If Swedish fashion chain H&M, with its affordable duds for the whole family, is from Mars, then Rei Kawakubo—maverick Japanese maker of clothes with humps and of fragrances named Tar and Garage—is most certainly from Venus. So if their work together this November on a Comme des Garçons for H&M collection falls short of a marriage made in heaven, then it’s at least an affair to remember between unlikely fashion bedfellows—and one that has produced some very fetching clothes.
“Certainly we’re opposite,” Kawakubo says, her blunt, black bob shuddering as she shakes her head for emphasis. “But I believe the success of H&M is that they not only start out on the basis of having to sell a lot of clothes at good prices to a lot of people; they also look for new ways of doing things, and that’s why I respect them. This idea of collaborating with designers—that’s something I can identify with.” And is there anything else she might share with the firm? “That’s probably it: the common ground,” she retorts, fiddling with a ruffle on the sleeve of her jacket (that she wears backward over a striped T-shirt) while waiting for the next question.
Limited though it may be, that common ground was enough on which to build a collection for women and men that is “pure Comme des Garçons,” as Kawakubo describes it, her sparse Japanese translated into English by her husband, Adrian Joffe, who is also president of the Paris-based Comme des Garçons International. Mostly black and with Japanese tomboy airs, the H&M collection includes a range of tailored jackets, many deconstructed, along with cropped pants, baggy shorts and a variety of skirts in stretch wool. On the perkier side are polkadot knits in jersey or merino wool, colorful shirts—some with dots—and a “showpiece” coatdress decorated here and there with dense Victorian ruffles. There are also accessories and a unisex perfume with notes of cedar and patchouli but, alas, no children’s wear, which H&M had promised when it announced the partnership this past April. “We wanted something for kids, but she didn’t feel like it, so we didn’t,” is how H&M’s Margareta van den Bosch bluntly explains why that part of the project fizzled. “They said no, and we respect that.”

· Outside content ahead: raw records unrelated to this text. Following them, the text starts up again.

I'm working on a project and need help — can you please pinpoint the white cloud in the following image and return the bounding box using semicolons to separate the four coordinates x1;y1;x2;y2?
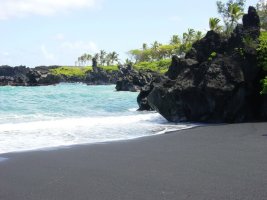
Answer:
0;0;99;20
41;45;55;60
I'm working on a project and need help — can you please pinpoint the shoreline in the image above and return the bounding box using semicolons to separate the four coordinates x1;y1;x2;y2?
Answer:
1;123;267;200
0;122;198;157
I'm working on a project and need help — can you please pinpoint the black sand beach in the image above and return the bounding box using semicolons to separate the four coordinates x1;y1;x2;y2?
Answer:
0;123;267;200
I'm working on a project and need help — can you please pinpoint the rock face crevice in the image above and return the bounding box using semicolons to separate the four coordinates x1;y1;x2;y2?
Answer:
141;7;267;123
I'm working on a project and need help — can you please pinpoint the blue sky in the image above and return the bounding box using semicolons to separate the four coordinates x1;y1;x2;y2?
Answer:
0;0;259;67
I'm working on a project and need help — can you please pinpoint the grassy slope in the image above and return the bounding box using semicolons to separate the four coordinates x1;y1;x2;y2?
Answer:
50;66;118;78
133;59;171;74
50;59;171;78
50;66;92;78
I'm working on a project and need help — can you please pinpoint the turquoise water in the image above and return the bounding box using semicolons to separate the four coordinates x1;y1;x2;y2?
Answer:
0;84;194;154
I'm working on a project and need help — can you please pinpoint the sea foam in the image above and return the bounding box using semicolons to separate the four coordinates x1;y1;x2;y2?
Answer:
0;84;196;154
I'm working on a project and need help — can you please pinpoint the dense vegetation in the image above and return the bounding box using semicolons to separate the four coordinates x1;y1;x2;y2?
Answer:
258;31;267;94
50;66;92;78
76;50;119;67
133;59;171;74
50;65;119;77
128;30;203;63
216;0;246;36
256;0;267;29
50;59;171;77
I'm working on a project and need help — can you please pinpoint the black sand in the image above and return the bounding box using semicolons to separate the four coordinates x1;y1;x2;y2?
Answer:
0;123;267;200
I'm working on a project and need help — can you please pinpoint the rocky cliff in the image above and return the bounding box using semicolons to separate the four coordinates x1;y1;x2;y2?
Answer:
140;7;267;122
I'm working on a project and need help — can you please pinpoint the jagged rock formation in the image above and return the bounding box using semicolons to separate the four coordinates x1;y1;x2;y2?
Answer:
85;58;118;85
140;7;267;122
0;66;60;86
116;64;160;92
86;68;118;85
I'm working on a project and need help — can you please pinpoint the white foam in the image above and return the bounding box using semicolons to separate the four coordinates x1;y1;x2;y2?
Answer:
128;108;138;112
0;113;197;154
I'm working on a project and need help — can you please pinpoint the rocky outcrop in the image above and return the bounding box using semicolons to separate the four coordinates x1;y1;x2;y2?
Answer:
116;64;160;92
140;7;267;122
0;65;60;86
86;68;118;85
84;59;118;85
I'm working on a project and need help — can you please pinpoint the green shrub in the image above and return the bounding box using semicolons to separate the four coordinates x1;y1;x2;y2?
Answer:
50;66;92;78
208;52;217;61
258;31;267;94
134;59;171;74
100;65;118;73
261;78;267;94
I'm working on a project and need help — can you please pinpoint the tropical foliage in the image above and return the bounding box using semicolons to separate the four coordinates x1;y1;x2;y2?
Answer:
129;29;204;63
258;31;267;94
76;50;119;67
209;17;223;32
256;0;267;30
51;66;92;78
133;59;171;74
216;0;245;36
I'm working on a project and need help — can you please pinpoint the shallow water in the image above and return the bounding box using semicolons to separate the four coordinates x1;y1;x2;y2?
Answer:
0;83;195;154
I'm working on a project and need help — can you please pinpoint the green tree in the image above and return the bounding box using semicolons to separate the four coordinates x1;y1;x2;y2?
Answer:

Otherwise, Kawakubo’s vision for H&M was a complete one, extending to the selling floor, with curved, red walls and custom fixtures demarcating the designer’s zone as surely as a UFO in a Kansas cornfield. Seated in Joffe’s bare-bones, glass-walled office, she grabs a pencil, sketches a circle and then carves it into sections, explaining that 20 H&M shops in major fashion capitals will get the whole pie, with less prominent or smaller locations receiving only certain slices. Kawakubo also exerted tight control over the advertising, even though her first proposal was scrapped by H&M because it didn’t show any clothes. (This is typical in her world, where ads for the Comme des Garçons Shirt collection might show toy robots or dogs on a bench—all images purchased from under-the-radar artists.)